In July, Congressmen Emanuel Cleaver II, D-MO, and Joseph Kennedy III, D-MA, asked 25 colleges and universities about for information on the involvement of women- and minority-owned asset managers in their portfolios.
The two released a report Thursday showing that 24 of those endowments provided information — only the University of Notre Dame declined. This in and of itself is a big deal, according to Robert Raben, the founder of the Diverse Asset Managers Initiative.
“Universities have been intractable,” Raben said. “They had absolutely refused to participate. This is a watershed moment. They're all now on notice that people are watching.”

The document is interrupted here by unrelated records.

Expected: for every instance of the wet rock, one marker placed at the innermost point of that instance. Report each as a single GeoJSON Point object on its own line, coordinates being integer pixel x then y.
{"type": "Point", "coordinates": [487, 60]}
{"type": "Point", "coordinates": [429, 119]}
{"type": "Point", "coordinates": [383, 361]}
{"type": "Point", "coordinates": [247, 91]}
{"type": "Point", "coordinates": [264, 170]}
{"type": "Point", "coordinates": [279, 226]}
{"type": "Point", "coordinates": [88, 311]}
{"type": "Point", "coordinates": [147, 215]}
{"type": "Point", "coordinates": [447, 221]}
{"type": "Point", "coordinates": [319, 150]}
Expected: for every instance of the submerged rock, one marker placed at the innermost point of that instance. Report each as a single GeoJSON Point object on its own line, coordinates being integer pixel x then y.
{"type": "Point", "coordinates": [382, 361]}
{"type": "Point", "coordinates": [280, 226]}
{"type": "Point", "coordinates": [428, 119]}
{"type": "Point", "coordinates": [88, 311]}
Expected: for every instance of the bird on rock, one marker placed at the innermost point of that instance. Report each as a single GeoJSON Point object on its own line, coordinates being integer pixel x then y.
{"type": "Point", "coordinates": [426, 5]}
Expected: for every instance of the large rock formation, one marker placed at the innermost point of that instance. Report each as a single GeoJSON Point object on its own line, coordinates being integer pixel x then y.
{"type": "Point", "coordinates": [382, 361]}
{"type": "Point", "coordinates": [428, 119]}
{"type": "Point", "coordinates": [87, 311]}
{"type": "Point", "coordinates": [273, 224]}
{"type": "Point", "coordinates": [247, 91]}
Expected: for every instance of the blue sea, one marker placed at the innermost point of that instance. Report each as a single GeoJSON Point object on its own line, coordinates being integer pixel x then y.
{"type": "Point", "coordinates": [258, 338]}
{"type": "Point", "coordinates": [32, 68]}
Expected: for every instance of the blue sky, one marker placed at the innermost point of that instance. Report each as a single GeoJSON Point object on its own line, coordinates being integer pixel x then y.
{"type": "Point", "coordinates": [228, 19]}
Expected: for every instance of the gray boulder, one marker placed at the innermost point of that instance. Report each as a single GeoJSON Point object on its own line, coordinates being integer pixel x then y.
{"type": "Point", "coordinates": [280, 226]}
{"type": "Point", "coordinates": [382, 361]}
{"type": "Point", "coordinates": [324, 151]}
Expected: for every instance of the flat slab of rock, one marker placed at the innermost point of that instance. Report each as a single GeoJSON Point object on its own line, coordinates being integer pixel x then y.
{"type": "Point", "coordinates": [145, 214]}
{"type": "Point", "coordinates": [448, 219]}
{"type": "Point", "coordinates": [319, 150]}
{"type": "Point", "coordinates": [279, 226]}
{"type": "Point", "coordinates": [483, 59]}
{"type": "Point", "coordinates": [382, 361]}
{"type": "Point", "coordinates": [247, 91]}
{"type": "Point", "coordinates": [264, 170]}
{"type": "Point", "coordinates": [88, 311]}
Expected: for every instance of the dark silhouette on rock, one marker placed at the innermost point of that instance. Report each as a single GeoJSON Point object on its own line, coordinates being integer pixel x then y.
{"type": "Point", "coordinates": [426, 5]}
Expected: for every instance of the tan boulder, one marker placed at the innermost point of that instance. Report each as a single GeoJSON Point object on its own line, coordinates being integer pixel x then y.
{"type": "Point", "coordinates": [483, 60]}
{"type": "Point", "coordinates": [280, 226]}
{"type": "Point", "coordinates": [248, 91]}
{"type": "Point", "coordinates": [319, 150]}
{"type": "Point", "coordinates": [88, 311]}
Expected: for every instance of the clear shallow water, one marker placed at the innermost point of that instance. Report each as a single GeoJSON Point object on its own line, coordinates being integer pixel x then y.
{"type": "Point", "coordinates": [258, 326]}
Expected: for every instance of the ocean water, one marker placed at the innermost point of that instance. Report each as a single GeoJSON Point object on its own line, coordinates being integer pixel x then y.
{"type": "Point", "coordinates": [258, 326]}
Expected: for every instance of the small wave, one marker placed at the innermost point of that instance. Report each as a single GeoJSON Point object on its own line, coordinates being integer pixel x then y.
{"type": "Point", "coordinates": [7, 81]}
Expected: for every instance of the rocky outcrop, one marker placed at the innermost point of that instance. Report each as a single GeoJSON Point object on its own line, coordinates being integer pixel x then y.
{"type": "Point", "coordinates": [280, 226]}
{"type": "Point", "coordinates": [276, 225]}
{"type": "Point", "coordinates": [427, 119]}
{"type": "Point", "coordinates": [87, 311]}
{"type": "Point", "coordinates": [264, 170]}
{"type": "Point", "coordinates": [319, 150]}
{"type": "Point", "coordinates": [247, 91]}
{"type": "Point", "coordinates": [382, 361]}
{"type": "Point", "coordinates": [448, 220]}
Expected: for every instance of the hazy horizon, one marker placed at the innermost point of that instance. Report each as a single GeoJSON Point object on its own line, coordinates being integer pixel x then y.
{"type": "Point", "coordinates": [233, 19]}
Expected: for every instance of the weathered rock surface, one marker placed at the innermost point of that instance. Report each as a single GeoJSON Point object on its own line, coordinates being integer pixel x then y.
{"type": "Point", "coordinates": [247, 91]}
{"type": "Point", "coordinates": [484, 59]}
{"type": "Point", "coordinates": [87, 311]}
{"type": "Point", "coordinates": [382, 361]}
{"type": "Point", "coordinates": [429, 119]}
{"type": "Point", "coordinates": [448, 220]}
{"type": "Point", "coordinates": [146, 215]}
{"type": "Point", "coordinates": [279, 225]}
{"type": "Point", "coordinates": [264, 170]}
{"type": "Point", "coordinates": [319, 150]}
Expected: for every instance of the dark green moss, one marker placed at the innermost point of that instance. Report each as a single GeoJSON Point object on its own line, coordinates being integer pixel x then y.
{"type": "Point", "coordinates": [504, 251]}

Some of the information obtained by Congress has not been made public, and both Representatives declined to comment. However, according to the report, 20 of the respondents provided an analysis or estimate of the total assets under management they have allocated to diverse-owned or led firms. Those estimations ranged between 5.1 percent to 35 percent.
The endowments surveyed shared specifics on what, exactly, their diversity initiatives looked like.
The University of Chicago, for example, reported that by June 2020, it had allocated $1.4 billion to 25 diverse managers. Cornell University, meanwhile, is surveying its managers to learn more about the diversity of their leadership and employees. And the University of California is now required by state law to create an annual report on its diversity strategy, the report said.
Only three of the responding firms provided specific targets or projections for their future allocations to diverse firms, the report showed.
This, coupled with a lack of clarity surrounding how the endowments measured, raises follow up questions. What methods are endowments using to evaluate diversity? Do they have measurable targets for allocations to diverse managers?
Raben said he believes the industry is still on the first step in the process — recognizing that choosing women and people of color to manage their investments is a value-add.
“When we have a critical mass of institutions that are clamoring for women and people of color, then we can have a conversation about splitting hairs on diversity,” he said. “This is a crucial first public step. It raises 75 good questions, but all of those will be answered.”
Anecdotally, the number of institutions interested in diversity is ramping up. According to Brad Alford, founder of search consulting firm Alpha Capital Management, the institutions he works with are increasingly asking about diversity during search processes.
“It's like ESG two years ago, where it was really just ramping up,” Alford said. But, he added, that’s a double-edged sword. As they did with ESG, companies are forming diversity committees, which may not be as effective as what allocators are looking for.
“No one cares about committees,” Alford said of his search clients. “Those are just lip service. They care about ownership. It's incredibly important right now, and I think that’s great.”